Warning herders if there is a lion close by.


In 2009, our Executive Director, Dr. Leela Hazzah and our program manager Luke Maamai, spent almost a year interviewing traditional Maasai warriors in order to fully understand their motivations behind lion killing. They strongly believed, that understanding these motivations would be key to designing appropriate and effective actions to reduce lion killing. We are pleased to share that this research and analysis has been published in a highly-acclaimed journal – PLOS ONE. Below is an overview of the results and conclusions, you can read the full paper here.

In all 123 warriors were interviewed ranging in age between 20 to 33 years. Fifty-one percent stated cultural reasons (e.g., gaining prestige) as the main reason for killing a lion, while 49% said that they killed in response to actual livestock depredation.
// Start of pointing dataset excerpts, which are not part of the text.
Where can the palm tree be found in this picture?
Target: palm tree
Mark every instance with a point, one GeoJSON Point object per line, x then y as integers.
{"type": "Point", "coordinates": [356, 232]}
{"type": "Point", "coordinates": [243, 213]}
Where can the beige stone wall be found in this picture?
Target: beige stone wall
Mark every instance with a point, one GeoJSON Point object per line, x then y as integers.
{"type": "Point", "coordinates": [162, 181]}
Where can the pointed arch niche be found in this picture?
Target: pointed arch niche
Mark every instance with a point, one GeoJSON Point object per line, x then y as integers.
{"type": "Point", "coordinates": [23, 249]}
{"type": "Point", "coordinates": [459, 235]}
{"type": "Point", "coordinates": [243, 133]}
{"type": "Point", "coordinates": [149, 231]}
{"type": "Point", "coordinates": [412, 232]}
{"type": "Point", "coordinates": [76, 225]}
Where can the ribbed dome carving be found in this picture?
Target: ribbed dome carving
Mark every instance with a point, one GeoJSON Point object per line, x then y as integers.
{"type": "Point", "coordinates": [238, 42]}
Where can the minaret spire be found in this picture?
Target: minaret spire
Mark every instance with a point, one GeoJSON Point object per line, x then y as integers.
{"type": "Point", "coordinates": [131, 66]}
Within Maasai culture, participation in lion hunts is so integral to the identity of a warrior; they would not entertain the possibility of not hunting lions as suggested by the following quote collected during this study:

“I don’t have my left hand anymore because I chose bravery over my hand. I had to make a decision quickly when [I] saw the lion running toward me, I could either turn away and run and be seen as a coward—with a wound on my back [pointing to his back]—or I could give the lion my left hand and spear him with my right…” (Olmurrani, Olgulului 2010)
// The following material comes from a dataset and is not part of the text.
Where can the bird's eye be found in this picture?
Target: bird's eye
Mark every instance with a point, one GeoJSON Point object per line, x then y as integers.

Leela and her co-authors further analyzed this data using a complex model that examined four specific factors that could predict lion-killing behavior. These factors were – attitudes towards lions, traditional customs, killing a lion for prestige, and killing a lion to defend their property (killing in retaliation). The findings clearly suggested that Maasai attitudes toward lions, followed by traditional customs, best predict actual killing. Interestingly, general attitudes toward lions appeared more important than behavioral intentions toward lion killing, e.g., in defense of livestock. This was especially insightful as most conflict mitigation efforts focus on reducing the costs imposed by carnivores through depredation. Our study indicated that improving local attitudes, in conjunction with appropriate mitigation techniques, could reduce lion killing more effectively.

And the proof is in the pudding. At Lion Guardians, we documented a >90% reduction in lion killing. By embedding strong cultural values, using traditional mitigation techniques to reduce conflict, and empowering warriors to participate in lion monitoring and conservation, we were able to effectively improve Maasai warrior attitudes toward lions.

These findings have broad implications for conservation. They suggest that it may be critical to expand our understanding of influences on human behavior in order to improve wildlife conservation. The authors have demonstrated that highlighting the key factors that drive killing of wildlife are integral to determining appropriate strategies to reduce this detrimental behavior.